Print

Please login or register.
1 Hour 1 Day 1 Week 1 Month Forever
Login with username, password and session length

[resch60]

i saw here in the forum that the firmware 2.02b1 the problem with the user Nobody fix.

so i download it the update from the

http://www.dlink.ca/products/?pid=DNS-320

page..

i still have the problem that someone is login in on my nas every day! I am here in canada! And i can't change my IP.. So the person is just looking around but i don't like that i turned the ftp down for 2 weeks but after i turn it on ! it happen again after 1 day...


Did i install the wrong firmware??

Everything else is great ! just that little problem.. thx for help

[albert]

After upgrading to firmware 2.02 (aka 2.02b1) does the NAS webUI allow login using nobody username? If it allow, did it prompt for password?

When I was still using firmware 2.00, I simply changed the nobody password via remote shell after I came to know about this issue.

[ChrisSutherland]

After upgrading to firmware 2.02 (aka 2.02b1) does the NAS webUI allow login using nobody username? If it allow, did it prompt for password?

When I was still using firmware 2.00, I simply changed the nobody password via remote shell after I came to know about this issue.
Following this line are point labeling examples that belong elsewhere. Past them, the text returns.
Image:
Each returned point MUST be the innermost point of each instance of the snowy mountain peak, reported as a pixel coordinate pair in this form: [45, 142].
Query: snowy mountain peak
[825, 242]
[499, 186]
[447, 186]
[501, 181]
could you share how this is done please? I've logged into the web UI, and have no users listed under that name? by creating one called "nobody", does it override the current "nobody" user?

Just checked my logs and I have "nobody" also logging in, slightly worrying.

[albert]

could you share how this is done please? I've logged into the web UI, and have no users listed under that name? by creating one called "nobody", does it override the current "nobody" user?

Just checked my logs and I have "nobody" also logging in, slightly worrying.

So am I right to said that it's still not fix in 2.02?

What I did as stated earlier was to remote into the NAS via telnet/ssh (FFP is needed) and use the command passwd nobody and assign a password to it.

[ChrisSutherland]

remote into the NAS via telnet/ssh (FFP is needed)

Sorry but this means very little to me. I don't understand.

[albert]

Sorry but this means very little to me. I don't understand.

Which part, remote shell access or FFP? FFP = Fonz Fun_plug is needed because DNS-320 doesn't provide shell access.

[resch60]

thx i will just change the password than!

[cable2]

Hi Chris,
Albert is referring to the linux fonzfun_plug install which is, at this time, a bit over your head.  Given where you are at, how about simply adding "nobody" or "Nobody" or both as user(s) with rather secure passwords and then use the "deny access" as rights on top of this.  You could do this quickly with the 320's GUI without any further knowledge and then just keep checking the logs to see if you are still being breached.  Good luck

[resch60]

no that did not work! i tried that already, i can't create a user Nobody or nobody!


How do i play the ffp on the nas?? with out the access ??

[albert]

The user account nobody already exist by default and is now flagged as "invalid users" in samba conf file (in v2.02). What this meant is that it's not possible to login using this user account even if there is no password assigned to it. I have re-confirm this so there shouldn't be any undue worry over this issue.

But do take note that logs entries (recent activities) doesn't capture invalid login attempt from nobody so if your show otherwise then something is not right.

[resch60]

hmm i just see that nobody logs in but is not downloading....

ok i deleted the user Nobody from the "/home" so it just shows....

Problem gone... bot you said something from a samba server...
 

i will open a new topic  for that

[albert]

hmm i just see that nobody logs in but is not downloading....

So, are able to login using nobody account? Leave password as blank.